Former inmates told Al Jazeera in 2009 that Camp Bucca, which closed in September of 2009 and transferred detainees to Iraqi custody, was an "Al Qaeda school," where extremists gave chalkboard lessons on explosives and suicide bombing techniques to younger prisoners. One former prisoner, Adel Jasim Mohammed, told the Arab news service that one extremist "stayed for a week and recruited 25 of the 34 detainees" he was grouped with. Mohammed said that the US military officials did essentially nothing to stop radicals from indoctrinating other detainees, though US military officials denied to Al Jazeera that jihadists had radicalized moderate prisoners there.

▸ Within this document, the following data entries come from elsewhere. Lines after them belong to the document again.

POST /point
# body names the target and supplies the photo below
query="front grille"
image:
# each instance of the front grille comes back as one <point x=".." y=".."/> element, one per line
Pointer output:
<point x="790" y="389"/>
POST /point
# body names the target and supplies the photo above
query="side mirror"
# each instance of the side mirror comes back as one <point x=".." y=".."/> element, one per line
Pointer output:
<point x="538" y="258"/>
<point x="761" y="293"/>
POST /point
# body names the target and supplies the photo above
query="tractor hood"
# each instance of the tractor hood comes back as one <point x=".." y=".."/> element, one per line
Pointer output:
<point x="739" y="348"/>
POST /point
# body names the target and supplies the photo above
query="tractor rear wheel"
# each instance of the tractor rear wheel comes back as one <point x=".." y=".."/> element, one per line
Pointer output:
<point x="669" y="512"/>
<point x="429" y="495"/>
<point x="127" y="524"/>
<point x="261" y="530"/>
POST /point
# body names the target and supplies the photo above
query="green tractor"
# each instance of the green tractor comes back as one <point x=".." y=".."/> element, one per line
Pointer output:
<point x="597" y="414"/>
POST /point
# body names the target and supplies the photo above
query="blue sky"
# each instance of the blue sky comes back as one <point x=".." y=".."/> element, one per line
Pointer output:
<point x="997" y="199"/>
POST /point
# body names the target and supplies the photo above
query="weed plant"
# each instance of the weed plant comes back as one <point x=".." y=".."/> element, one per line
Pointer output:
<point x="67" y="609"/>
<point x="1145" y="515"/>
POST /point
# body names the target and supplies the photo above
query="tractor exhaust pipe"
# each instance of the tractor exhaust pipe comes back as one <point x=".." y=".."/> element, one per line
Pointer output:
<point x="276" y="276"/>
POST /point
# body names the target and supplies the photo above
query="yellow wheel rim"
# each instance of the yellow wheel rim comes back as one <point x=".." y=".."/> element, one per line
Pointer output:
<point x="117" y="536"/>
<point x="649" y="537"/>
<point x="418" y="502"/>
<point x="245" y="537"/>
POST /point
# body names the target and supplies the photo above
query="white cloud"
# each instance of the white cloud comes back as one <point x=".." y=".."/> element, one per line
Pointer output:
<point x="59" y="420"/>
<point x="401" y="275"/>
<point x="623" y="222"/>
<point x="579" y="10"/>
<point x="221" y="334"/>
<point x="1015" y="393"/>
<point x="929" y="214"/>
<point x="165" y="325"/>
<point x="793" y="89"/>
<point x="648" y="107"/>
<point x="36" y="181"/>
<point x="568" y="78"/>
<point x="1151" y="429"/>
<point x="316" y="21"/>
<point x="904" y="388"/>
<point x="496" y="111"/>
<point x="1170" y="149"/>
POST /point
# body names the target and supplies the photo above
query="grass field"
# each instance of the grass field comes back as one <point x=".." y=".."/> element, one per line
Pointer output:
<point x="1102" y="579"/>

The US military investigated the management of the camp and other detention facilities in 2004 and cited serious problems including "inexperienced guards, lapses in accountability, complacency, lack of leadership presence, and lack of clear and concise communication between the guards and the leadership." But this inquiry did not examine whether conditions had fostered extremism.
As sectarian violence flares in Iraq, Gerrond thinks back to a "chilling conversation" he had with a "Shia Iraqi corrections officer" at Camp Bucca. He "stated to me (through a translator) that when the Americans departed Iraq, his only request was that we leave them enough ammunition so that they could kill all the [Sunni] detainees that were being held."